Secondly, we are also "sinners saved by grace" (perhaps better, "saints who sin occassionally", as noted by Neil T. Anderson). 

    Though saints, we can and do choose to sin. The phrase "sinners-saved-by-grace" is not entirely unbiblical. I have heard the Christian's still lingering corruption of sin described as being a "recovering sinner". Paul describes himself in present tense terms as "the chief of sinners" in 1 Timothy 1:15. Furthermore, the Apostle Peter was confronted to the face by Paul in Galatians 2 and was nearly convinced of the Galatian heresy - though himself being a true believer, acting out of the flesh. 

    When I describe who I am in relationship to my still progressing efforts in practical righteousness, it is there that I say with Paul in Romans 7:24-25 "Wretched man that I am! Who will set me free from the body of this death? 25 Thanks be to God through Jesus Christ our Lord!" So then, on the one hand I myself with my mind am serving the law of God, but on the other, with my flesh the law of sin." 

Lastly, we are saints and sinners at the same time. 

    In bringing together the first and second points, the overwhelming message of the New Testament places the root of my Christian identity in who I am as a result of Christ's imputed righteous (i.e. "credited righteousness") at saving faith. 

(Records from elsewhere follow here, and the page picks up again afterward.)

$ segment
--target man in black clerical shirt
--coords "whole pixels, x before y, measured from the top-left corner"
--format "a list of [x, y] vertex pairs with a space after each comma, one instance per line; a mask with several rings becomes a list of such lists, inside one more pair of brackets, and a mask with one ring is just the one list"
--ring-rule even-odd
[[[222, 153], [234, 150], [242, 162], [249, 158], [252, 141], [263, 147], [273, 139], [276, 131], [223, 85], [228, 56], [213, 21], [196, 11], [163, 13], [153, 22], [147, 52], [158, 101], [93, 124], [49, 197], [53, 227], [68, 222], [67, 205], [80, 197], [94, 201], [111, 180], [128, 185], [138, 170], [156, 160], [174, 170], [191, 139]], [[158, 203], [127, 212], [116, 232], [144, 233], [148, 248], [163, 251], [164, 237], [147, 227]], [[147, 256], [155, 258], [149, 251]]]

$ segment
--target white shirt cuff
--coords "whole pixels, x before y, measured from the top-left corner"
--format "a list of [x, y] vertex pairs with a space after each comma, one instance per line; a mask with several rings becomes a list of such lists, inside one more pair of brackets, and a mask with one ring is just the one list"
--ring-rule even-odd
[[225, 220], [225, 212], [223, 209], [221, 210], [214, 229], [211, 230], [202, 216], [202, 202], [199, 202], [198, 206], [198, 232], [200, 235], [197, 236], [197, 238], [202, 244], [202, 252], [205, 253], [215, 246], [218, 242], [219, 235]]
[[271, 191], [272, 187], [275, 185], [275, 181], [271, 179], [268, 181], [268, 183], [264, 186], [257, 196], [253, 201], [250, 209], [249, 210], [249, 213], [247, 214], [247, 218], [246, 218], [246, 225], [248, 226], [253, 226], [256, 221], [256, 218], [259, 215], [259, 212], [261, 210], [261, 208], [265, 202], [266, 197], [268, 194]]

    By position I am a saint of God, a child of God, declared righteous in Him. In and of myself, apart from Christ's imputed righteousness and my adoption as a son, I have left-over remnants of sin and this flesh. Like a rusty car with a new motor, I can pass any car on the highway, while in the meantime the car handles like an old car because the outsides are not yet made new. 

Closing thoughts:

    Let me close this exposition on Christian identity with a quote from Martin Luther that summarizes well everything I've written above and a link to a video clip from R.C. Sproul that expresses what Luther meant when he said "saint and sinner at the same time". https://www.youtube.com/watch?v=xci-kUhXOW8&t=4s

    "A Christian is at the same time a sinner and a saint; he is at once bad and good. For in our own person we are in sin, and in our own name we are sinners. But Christ brings us another name in which there is forgiveness of sin, so that for His sake our sin is forgiven and done away. Both then are true. There are sins…and yet there are no sins…. thou standest there for God not in thy name but in Christ’s name; thou dost adorn thyself with grace and righteousness although in thine own eyes and in thine own person, thou art a miserable sinner."